It may be Fake, but it’s not a Hoax

Some time ago, I wrote a note to myself on my smartphone*), saying essentially “The Voynich can’t be a hoax, because there’s wordwrap.” As usual, for the longest time afterwards I didn’t have a clear idea what I had meant on that fateful day.

Now, it dawned on me again, especially in the light of the observations I made lately in a little paper about the word-length distribution (which still needs to be amended for several of my oversights others have kindly pointed out to me.)

What I apparently had wanted to say was: “The VM may be a fake (ie, not the genuine 15th cty article it pretends to be), but it’s not a hoax (ie a meaningless sequence of letters), because it exhibits all behaviour conistent with word-wrap.”

As the abovementioned article and the work of several others has shown, the word-length distribution of the text which makes up the VM exhibits all the features one observes in a “regular” (natural language) text which is subject to word-wrapping (ie, long words which would otherwise run over the right margin of the page body are moved to the beginning of the next line as a whole.) Most importantly,

  • the average word length decreases as the line runs on from left to right, and
  • the first word of a line is significantly longer than average.
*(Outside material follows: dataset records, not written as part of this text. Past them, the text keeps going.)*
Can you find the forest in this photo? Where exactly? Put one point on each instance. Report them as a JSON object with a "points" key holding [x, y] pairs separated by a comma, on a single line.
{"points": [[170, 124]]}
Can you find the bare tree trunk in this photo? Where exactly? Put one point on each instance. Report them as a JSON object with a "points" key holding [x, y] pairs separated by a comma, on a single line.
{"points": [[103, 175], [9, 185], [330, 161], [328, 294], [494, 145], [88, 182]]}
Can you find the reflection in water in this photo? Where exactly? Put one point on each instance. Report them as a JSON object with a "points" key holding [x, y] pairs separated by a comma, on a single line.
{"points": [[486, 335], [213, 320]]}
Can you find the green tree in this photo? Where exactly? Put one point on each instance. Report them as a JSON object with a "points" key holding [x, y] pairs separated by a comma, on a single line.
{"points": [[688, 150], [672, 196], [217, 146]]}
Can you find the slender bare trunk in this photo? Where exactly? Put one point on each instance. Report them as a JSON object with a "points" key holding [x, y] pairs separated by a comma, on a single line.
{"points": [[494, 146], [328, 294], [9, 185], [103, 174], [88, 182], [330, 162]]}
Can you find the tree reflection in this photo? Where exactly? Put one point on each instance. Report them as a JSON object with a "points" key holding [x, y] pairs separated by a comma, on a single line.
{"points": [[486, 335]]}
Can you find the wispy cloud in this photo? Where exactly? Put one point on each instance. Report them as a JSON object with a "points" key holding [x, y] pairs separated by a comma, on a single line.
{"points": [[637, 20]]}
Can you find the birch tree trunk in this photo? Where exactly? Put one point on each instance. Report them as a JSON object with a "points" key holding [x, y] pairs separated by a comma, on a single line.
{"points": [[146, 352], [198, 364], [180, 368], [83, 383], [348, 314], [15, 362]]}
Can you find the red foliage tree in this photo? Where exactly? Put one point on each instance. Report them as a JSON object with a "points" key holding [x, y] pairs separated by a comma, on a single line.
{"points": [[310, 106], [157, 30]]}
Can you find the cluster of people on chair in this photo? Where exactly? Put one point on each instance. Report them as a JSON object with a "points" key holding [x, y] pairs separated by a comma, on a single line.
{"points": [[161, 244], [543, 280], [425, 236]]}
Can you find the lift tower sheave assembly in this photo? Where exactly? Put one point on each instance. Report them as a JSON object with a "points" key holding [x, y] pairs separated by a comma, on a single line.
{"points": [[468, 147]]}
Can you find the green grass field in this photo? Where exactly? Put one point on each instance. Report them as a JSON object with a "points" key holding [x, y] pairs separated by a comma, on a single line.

Both effects are due to the fact that longer words near line ends run a higher “risk” of running over the margin, and be subject to word-wrap.

But this means that the author of the VM didn’t introduce line breaks wherever it pleased him, but he did carefully word-wrap the VM text to keep the individual (ciphertext) words as a whole, rather than allowing them to be spread across line boundaries. A slightly stronger presumption would be that the author even had to word-wrap his text because the words are “information units” (either in the sense of plaintext words, or as “blocks” on which the enciphering algorithm worked.) In either case, if the VM was gibberish and not designed to be deciphered, (ergo if it didn’t matter whether the contents were still readable, because there is no content), then why bothering to wrap the words at line ends, rather than introducing a line break whenever space limits dictated it?

The VM text is all but random; it shows a high degree of structure: a lot of work went into creating it. This could have been done by a brainless Rugg automaton, or through some sensible enciphering algorithm. But work and thought also went into writing down the cipertext and keeping the integrity of the cipher words, and to me this seems to make sense only if information was supposed to be retrieved again as well — which would suggest information to be enciphered therein in the first place.

*) Said “smartphone” is actually a stone-age Palm, back from the time when Palm was still cool.


Numero Uno

(This is more of a working note than an actual find. It’s all very much in flux…)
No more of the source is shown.